The Gartner Hype Cycle is divided into five phases:
- Technology trigger: A potential technological breakthrough attracts wide interest.
- Peak of inflated expectations: Mass media and some success stories create lots of enthusiasm and expectations for technology.
- Trough of disillusionment: As experiments and implementations fail to deliver the expected results, interest and investment wane.
- Slope of enlightenment: Some benefits of the technology materialize as some companies continue to invest and develop. These benefits become better understood.
- Plateau of productivity: Mainstream adoption of technology takes place.
Future Technologies in Geoscience
Si Woong Bae and Jae-Wook Lee from South Korea’s Future GeoStrategy Research Center have published an interesting report in Frontiers in Earth Science. Based on a bibliometric analysis of policy reports and research papers published between 2023 and 2025 from six countries – Australia, China, Germany, Japan, the United Kingdom, and the United States – Bae and Lee identified five research and development trends and priorities in geoscience:
- Digital and intelligence geoscience: The advancement of AI and integration of AI agents to enhance scientific efficiency and innovation
- Frontier/hostile operating conditions: Resource exploration and development technologies in extreme environments such as the Arctic, deep seabed, and outer space for future resource security
- Sustainable resource innovation: Advancing eco-friendly and high-efficiency technologies across the resource development lifecycle
- Earth system monitoring and prediction: Building unified data systems and AI-based early warning capabilities to detect and respond to geo-environmental hazards
- Public value and data-driven services: Developing open-standardized platforms and service modes to enhance national safety and societal impact
Bae and Lee state that these geoscience trends have important impacts on a macro-framework they call STEEP: society, technology, economy, environment, and politics. These geoscience R&D priorities should also be analyzed in the context of each country’s environmental framework called SWOT: strengths, weaknesses, opportunities, and threats (or risks and securities).

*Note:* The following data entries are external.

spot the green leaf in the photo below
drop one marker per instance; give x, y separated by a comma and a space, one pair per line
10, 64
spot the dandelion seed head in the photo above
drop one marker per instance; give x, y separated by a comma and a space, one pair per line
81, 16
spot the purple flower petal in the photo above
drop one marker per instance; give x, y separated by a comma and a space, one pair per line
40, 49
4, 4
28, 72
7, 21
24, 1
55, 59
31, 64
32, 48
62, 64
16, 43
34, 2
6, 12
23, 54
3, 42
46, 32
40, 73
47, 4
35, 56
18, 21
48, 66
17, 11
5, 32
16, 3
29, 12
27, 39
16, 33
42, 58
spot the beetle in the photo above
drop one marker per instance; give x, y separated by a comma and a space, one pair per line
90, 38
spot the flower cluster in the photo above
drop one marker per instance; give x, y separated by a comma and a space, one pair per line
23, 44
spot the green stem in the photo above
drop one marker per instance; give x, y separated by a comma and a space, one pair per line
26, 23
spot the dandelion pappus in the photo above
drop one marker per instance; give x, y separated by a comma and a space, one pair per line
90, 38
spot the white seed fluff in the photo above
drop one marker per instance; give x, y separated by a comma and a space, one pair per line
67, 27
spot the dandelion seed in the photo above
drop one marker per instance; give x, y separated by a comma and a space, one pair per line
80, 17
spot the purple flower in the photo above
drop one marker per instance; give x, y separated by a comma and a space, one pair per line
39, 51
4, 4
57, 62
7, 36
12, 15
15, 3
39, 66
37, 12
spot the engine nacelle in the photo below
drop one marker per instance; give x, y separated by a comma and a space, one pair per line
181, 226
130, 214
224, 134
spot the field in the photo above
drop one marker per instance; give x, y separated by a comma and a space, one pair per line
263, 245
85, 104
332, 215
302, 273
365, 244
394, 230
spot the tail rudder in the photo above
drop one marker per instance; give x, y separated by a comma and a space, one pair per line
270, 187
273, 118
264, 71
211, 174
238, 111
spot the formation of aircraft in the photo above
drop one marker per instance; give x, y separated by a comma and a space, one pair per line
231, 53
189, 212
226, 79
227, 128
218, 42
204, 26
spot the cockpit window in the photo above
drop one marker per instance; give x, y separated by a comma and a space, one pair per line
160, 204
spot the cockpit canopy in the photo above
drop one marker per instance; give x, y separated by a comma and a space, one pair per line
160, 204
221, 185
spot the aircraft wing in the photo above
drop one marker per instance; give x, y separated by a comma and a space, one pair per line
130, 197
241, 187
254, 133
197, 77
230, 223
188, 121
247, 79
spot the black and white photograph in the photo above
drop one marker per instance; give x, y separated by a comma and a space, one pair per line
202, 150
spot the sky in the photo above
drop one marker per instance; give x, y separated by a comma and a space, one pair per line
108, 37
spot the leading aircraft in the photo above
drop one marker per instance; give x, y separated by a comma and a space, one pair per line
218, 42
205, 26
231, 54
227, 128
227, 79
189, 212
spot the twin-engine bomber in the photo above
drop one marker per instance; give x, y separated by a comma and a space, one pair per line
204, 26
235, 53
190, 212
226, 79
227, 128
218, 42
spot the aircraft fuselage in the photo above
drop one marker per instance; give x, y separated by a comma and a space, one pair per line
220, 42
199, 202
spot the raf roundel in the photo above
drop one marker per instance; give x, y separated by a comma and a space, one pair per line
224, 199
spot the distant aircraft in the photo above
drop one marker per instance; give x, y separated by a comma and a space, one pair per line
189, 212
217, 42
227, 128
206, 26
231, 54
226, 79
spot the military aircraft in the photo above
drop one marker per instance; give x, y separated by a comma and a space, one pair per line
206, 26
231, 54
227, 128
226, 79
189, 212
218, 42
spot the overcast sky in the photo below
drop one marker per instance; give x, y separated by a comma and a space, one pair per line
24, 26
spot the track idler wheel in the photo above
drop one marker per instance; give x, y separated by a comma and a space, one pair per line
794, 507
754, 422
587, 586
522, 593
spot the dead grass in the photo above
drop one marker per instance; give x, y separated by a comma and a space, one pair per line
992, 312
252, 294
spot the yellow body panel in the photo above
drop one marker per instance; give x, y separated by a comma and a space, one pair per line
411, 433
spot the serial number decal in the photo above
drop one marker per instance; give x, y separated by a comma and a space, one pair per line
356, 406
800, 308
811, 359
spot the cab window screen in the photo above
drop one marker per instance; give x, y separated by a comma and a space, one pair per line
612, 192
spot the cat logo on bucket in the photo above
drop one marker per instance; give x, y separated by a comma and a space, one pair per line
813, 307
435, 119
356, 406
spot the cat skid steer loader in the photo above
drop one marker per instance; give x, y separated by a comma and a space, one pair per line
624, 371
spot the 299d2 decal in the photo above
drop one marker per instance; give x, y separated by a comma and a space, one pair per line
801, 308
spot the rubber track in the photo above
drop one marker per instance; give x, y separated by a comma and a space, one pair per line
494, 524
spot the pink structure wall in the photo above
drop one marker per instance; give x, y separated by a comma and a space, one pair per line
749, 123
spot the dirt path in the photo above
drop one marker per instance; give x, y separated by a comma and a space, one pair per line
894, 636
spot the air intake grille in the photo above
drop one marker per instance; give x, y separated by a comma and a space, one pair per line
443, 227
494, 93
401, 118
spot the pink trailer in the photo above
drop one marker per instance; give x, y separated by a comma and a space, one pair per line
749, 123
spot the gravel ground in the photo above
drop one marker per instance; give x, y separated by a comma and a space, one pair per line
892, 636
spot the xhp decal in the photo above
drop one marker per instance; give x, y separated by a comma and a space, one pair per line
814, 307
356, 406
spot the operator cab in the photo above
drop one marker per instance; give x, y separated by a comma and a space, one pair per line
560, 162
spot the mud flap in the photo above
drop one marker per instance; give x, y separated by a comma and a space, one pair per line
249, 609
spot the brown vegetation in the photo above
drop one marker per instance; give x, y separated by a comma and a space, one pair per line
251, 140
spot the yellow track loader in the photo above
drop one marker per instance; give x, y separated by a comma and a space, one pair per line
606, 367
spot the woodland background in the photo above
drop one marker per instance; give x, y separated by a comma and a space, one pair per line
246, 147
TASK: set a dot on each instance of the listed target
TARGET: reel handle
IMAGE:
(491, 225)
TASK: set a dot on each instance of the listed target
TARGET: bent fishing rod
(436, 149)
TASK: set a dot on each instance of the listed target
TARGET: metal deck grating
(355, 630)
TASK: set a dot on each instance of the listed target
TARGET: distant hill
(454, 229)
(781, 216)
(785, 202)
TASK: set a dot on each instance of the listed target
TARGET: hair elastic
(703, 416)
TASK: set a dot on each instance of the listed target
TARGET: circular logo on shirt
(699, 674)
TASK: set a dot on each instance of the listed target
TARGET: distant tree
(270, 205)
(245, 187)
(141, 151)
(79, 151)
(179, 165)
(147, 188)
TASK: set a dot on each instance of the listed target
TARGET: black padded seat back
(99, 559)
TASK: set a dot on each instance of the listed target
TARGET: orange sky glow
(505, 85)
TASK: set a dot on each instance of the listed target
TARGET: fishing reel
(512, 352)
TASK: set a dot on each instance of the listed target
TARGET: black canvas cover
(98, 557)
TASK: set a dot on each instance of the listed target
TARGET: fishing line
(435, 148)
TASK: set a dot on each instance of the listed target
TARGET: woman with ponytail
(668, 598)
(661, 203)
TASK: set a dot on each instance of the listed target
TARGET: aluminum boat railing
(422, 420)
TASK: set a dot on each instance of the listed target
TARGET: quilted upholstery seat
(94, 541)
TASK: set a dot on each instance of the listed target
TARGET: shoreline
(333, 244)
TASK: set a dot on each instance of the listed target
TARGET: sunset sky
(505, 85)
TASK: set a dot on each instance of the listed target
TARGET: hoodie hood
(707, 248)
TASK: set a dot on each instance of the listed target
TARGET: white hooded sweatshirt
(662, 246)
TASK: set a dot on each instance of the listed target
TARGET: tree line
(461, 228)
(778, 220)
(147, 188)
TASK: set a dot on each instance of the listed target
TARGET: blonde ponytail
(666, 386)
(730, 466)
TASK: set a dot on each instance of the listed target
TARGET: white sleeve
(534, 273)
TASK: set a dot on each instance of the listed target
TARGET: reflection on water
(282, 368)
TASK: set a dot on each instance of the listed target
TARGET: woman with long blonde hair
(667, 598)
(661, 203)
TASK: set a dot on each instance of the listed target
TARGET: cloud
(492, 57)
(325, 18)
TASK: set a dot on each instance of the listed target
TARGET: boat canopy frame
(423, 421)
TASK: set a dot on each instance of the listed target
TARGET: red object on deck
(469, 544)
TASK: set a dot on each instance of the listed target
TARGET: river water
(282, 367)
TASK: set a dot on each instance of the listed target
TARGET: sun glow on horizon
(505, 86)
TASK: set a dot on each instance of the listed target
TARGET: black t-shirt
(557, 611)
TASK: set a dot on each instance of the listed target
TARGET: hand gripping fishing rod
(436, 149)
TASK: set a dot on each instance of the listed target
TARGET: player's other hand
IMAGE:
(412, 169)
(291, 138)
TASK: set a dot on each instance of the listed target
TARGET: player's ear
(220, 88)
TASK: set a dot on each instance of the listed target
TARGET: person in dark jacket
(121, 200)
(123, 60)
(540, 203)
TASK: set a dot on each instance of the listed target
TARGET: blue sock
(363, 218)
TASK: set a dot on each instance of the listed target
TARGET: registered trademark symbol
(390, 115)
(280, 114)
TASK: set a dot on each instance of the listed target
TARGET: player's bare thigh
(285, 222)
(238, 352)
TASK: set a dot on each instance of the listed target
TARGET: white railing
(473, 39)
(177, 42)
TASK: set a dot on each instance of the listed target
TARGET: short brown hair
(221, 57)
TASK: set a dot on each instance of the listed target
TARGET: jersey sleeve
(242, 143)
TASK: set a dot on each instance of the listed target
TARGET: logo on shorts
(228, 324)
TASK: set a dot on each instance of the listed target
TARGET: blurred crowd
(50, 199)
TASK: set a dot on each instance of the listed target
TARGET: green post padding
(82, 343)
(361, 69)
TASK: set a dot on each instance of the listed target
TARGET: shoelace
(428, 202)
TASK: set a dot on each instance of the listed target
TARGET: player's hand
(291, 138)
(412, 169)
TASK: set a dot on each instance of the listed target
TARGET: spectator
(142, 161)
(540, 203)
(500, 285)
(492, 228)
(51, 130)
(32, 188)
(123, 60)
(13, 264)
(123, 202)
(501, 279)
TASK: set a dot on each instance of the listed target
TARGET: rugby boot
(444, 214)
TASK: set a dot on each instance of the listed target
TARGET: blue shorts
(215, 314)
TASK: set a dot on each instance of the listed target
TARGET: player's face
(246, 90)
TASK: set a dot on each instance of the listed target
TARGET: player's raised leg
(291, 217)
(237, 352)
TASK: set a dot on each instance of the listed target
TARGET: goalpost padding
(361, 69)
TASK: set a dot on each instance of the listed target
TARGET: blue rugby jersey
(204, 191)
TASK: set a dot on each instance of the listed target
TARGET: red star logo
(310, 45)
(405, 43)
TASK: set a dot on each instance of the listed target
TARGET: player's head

Emerging Technology Leaders

Emerging technologies in the modern world arise from investments in R&D. Moreover, emerging technologies are developed by leading countries or companies, and as a result, they control that emerging technology’s diffusion and market.
It is important to study how emerging technologies develop, and how to identify successful emerging technologies in a particular field, as they can provide advantages but also be disruptive of a given market or workplace.